You can create a new column with the path by specifying a name for this new column as the value of the id argument. With id = "file" a new column called file will be created with the path of the file.

files <- list.files(
  "data/coretta2018/ultrasound",
  full.names = TRUE,
  pattern = "*-tongue-cart.tsv"
)

# Column names of the first 14 columns. The rest of the columns are X and Y
# coordinates of tongue contours of 42 points along the contour:
# X1,Y1,X2,Y2,X3,Y3,...,X42,Y42.
#
# Note that R automatically names unnamed columns with X followed by
# the column number, so the 84 coordinate columns will be all named Xn.
columns <- c(
  "speaker",
  "seconds",
  "rec_date",
  "prompt",
  "label",
  "TT_displacement_sm",
  "TT_velocity",
  "TT_velocity_abs",
  "TD_displacement_sm",
  "TD_velocity",
  "TD_velocity_abs",
  "TR_displacement_sm",
  "TR_velocity",
  "TR_velocity_abs"
)

tongue <- read_tsv(files, id = "file", col_names = columns, na = "*")
Warning: One or more parsing issues, call `problems()` on your data frame for details,
e.g.:
  dat <- vroom(...)
  problems(dat)
Rows: 7598 Columns: 99
── Column specification ────────────────────────────────────────────────────────
Delimiter: "\t"
chr  (4): speaker, rec_date, prompt, label
dbl (94): seconds, TT_displacement_sm, TT_velocity, TT_velocity_abs, TD_disp...

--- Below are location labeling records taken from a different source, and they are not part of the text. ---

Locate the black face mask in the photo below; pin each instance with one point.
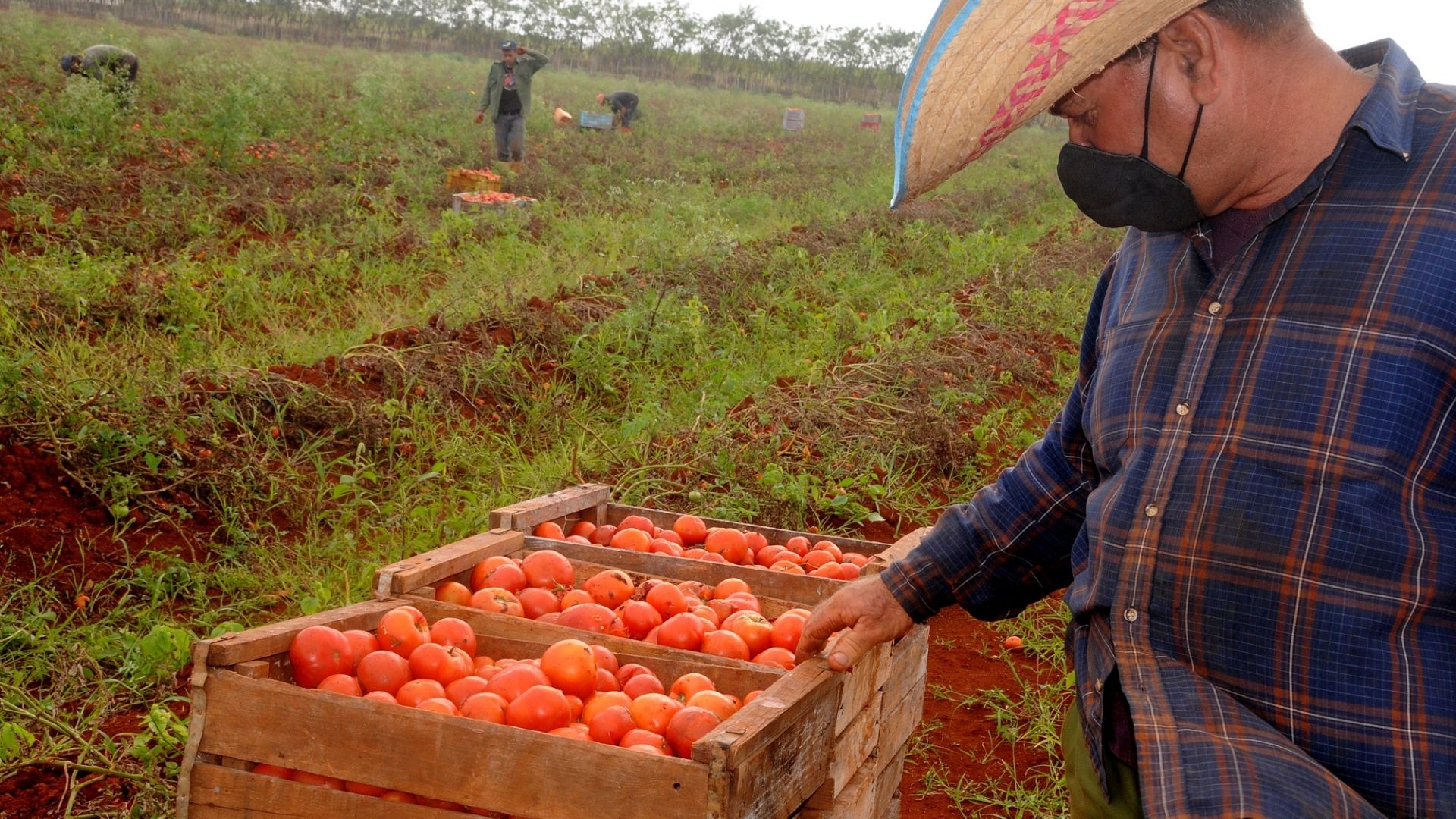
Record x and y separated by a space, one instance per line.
1130 191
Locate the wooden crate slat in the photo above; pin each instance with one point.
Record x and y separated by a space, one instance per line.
444 561
274 639
400 748
900 720
774 752
530 513
854 748
226 793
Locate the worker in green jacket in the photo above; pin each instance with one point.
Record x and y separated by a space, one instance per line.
507 99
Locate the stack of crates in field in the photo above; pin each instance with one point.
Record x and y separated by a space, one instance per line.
814 745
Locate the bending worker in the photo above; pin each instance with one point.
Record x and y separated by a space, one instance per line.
507 98
623 107
1250 494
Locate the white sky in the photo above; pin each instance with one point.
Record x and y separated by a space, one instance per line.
1421 27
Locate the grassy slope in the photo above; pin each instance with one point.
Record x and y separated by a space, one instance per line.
155 268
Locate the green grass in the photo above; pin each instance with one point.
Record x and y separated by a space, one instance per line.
161 286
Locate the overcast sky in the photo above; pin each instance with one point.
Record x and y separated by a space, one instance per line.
1421 27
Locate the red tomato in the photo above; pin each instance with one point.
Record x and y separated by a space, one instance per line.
548 569
319 651
453 632
402 630
688 726
539 707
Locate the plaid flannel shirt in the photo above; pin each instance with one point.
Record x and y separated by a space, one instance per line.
1251 493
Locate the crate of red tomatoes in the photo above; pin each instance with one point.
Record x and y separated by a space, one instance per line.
639 580
417 708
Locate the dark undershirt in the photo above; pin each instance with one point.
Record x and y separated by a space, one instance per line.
1228 234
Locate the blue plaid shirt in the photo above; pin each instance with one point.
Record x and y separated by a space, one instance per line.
1251 493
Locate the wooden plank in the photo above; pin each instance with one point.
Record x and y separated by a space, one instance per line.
854 748
861 687
900 719
794 588
437 564
772 754
224 793
532 513
274 639
664 521
400 748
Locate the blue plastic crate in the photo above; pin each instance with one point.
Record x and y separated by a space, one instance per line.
599 121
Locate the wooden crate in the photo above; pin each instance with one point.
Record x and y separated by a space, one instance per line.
880 703
762 763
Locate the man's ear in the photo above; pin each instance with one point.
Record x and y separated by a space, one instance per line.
1199 46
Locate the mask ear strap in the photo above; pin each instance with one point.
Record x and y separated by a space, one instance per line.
1196 123
1147 98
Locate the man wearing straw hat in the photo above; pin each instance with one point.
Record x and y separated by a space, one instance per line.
1250 494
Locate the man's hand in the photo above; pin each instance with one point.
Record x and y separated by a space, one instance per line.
870 614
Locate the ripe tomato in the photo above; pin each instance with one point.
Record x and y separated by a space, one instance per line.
440 706
610 725
778 657
728 542
688 726
610 588
642 684
669 599
402 630
363 643
453 632
715 701
755 629
548 569
536 602
452 592
319 651
498 601
541 708
511 682
488 707
689 684
730 586
634 539
590 617
440 664
341 684
788 627
571 667
551 529
601 701
417 691
724 643
683 632
691 529
484 570
653 711
465 689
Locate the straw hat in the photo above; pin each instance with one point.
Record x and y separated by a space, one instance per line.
986 66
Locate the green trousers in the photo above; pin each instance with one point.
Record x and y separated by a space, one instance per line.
1085 795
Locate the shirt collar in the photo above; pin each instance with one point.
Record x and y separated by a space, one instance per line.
1388 111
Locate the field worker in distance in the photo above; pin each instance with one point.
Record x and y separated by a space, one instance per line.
507 99
108 64
1250 496
623 107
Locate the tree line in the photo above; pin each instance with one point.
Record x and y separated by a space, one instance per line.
663 41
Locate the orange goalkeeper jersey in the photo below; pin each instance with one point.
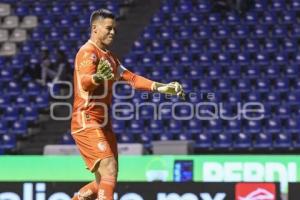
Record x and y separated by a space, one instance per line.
92 100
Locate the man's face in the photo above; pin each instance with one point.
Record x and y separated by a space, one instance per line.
105 30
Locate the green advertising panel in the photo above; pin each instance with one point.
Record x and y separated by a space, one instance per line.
212 168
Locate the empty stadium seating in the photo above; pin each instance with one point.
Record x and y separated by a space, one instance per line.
239 58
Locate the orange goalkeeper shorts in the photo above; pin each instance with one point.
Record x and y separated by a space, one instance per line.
96 144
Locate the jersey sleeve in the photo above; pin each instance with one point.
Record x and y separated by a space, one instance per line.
136 81
86 62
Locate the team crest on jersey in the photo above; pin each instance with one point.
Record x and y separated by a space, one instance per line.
93 57
86 63
102 146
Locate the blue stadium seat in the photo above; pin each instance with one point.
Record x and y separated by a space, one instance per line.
251 18
234 97
147 111
293 125
252 45
233 127
22 10
224 59
232 18
271 45
205 58
187 85
260 31
241 32
176 46
176 19
295 5
262 85
186 59
130 59
282 140
174 126
155 126
224 85
261 6
6 75
233 46
167 33
5 101
30 114
214 45
269 18
289 17
297 85
3 127
280 31
194 126
262 141
195 19
243 58
272 71
205 85
222 32
252 71
118 126
22 101
244 85
139 46
136 126
253 96
185 32
295 33
252 127
278 5
204 141
8 141
165 111
273 125
290 45
204 32
125 138
282 85
157 46
67 138
214 126
273 98
203 6
177 73
233 71
19 127
214 19
195 46
242 141
145 139
185 7
33 88
148 60
223 140
11 113
165 136
41 101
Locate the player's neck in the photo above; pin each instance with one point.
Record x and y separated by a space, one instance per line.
99 44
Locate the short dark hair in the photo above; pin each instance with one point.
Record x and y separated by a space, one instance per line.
101 13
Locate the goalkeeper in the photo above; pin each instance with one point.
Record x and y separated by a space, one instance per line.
96 69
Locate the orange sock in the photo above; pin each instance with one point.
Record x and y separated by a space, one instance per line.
106 188
88 191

ℹ Use `spec()` to retrieve the full column specification for this data.
ℹ Specify the column types or set `show_col_types = FALSE` to quiet this message.
tongue

If you are wondering what na = "*" does, it just tells R that cells with * in them should be treated as NAs.

Fab! Now you have a single tibble, tongue with data from all the files!